Il est grand, gros, cultivé mais moitié fou.
Oreilles velues, moustache humide, anneau pylorique capricieux.
Son hygiène corporelle laisse à désirer et ses goûts vestimentaires plus que douteux en font un personnage unique, reconnaissable entre mille dans ces quartiers si animés de la Nouvelle-Orléans où il se montre parfois, quand il daigne s'extraire de la petite chambre crasseuse qu'il occupe toujours chez sa pauvre maman, à 30 ans passés.
Qui donc est cet olibrius, cet individu hors-normes, ce phénomène de foire ? C'est Ignatius.
Ignatius Reilly.

A lui seul il justifie pleinement l'immense succès (posthume) de cette "Conjuration des Imbéciles" publiée en 1980 et couronnée dans la foulée du prestigieux prix Pulitzer, dix ans après que de nombreuses déconvenues et refus d'éditeurs eurent conduit John Kennedy Toole dans l'impasse de la dépression et du suicide*.
Triste histoire.
Qu'on se rassure pourtant : par son ton décalé et irrévérencieux, la truculence de ses dialogues, ou encore la loufoquerie des personnages et des situations, son roman est loin d'être aussi déprimant ! Il pourrait même ravir les amateurs d'humour noir et de portraits croquignolesques, et ce provocateur odieux, grotesque et prétentieux, mythomane et paranoïaque, ce héros rongé d'insurmontables problèmes gastro-intestinaux, cet être de démesure et de nihilisme assumé risque bien de transformer leur lecture en expérience inoubliable !

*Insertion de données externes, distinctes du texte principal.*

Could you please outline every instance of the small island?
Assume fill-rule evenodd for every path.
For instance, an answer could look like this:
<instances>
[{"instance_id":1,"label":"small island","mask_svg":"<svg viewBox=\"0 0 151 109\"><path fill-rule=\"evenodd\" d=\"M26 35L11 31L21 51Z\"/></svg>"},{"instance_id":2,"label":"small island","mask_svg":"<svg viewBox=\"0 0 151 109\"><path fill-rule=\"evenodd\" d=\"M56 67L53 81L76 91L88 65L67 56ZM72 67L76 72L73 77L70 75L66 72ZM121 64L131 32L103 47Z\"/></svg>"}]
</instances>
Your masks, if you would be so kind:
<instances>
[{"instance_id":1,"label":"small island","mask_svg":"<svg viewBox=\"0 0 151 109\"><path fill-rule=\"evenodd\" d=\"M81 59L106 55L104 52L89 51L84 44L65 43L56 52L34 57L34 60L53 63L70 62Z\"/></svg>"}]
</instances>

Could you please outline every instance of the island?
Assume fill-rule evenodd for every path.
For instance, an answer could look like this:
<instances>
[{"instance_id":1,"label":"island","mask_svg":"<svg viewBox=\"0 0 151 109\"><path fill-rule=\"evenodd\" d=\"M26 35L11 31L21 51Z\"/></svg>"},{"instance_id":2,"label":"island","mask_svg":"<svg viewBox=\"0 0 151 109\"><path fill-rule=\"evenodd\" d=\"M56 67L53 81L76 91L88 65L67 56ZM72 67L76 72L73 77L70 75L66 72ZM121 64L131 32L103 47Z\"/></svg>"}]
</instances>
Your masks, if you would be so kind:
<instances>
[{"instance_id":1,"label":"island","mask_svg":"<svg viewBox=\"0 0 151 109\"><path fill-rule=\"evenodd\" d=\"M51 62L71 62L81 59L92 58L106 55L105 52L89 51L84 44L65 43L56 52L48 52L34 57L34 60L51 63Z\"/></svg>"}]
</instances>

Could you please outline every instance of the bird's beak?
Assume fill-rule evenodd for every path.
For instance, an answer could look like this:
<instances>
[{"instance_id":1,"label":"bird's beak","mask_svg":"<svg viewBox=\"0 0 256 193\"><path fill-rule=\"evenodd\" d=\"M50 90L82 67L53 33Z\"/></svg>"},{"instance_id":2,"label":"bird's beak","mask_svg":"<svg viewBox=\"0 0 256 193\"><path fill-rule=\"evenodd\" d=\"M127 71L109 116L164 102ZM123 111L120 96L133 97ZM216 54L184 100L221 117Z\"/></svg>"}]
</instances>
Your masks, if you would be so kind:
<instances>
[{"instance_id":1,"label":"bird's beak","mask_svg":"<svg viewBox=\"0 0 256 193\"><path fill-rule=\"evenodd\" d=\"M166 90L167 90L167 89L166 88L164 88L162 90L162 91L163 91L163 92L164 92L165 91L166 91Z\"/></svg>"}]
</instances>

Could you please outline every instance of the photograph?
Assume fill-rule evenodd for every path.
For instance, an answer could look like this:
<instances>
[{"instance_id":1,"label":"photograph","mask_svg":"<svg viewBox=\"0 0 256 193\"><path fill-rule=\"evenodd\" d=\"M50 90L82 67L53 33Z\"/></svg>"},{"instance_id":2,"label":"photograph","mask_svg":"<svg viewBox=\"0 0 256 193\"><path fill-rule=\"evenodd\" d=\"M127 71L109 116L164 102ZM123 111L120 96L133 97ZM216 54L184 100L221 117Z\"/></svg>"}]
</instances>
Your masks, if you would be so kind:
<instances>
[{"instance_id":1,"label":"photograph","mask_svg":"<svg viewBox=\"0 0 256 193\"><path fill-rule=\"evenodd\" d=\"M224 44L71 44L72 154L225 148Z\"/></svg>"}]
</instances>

L'écrivain Walker Percy, qui signe la superbe préface et qui, par son enthousiasme et sa persévérance, a largement contribué à la publication tardive de l'oeuvre, fut le premier à voir en Ignatius Reilly "un personnage sans précédent dans la littérature", un "Oliver Hardy délirant, un Don Quichotte adipeux, un saint Thomas d'Aquin pervers, tout cela en un seul homme, en violente révolte contre le monde moderne tout entier".
Il s'étonne d'ailleurs un peu plus loin de la quasi-fascination que cet "intellectuel, idéologue, tapeur, esbroufeur, goinfre" est susceptible de provoquer, lui "qui devrait inspirer de la répulsion au lecteur avec ses boursouflures gargantuesques, son mépris menaçant et son combat solitaire contre tous et tout".
Je ne suis pas loin de partager cet avis.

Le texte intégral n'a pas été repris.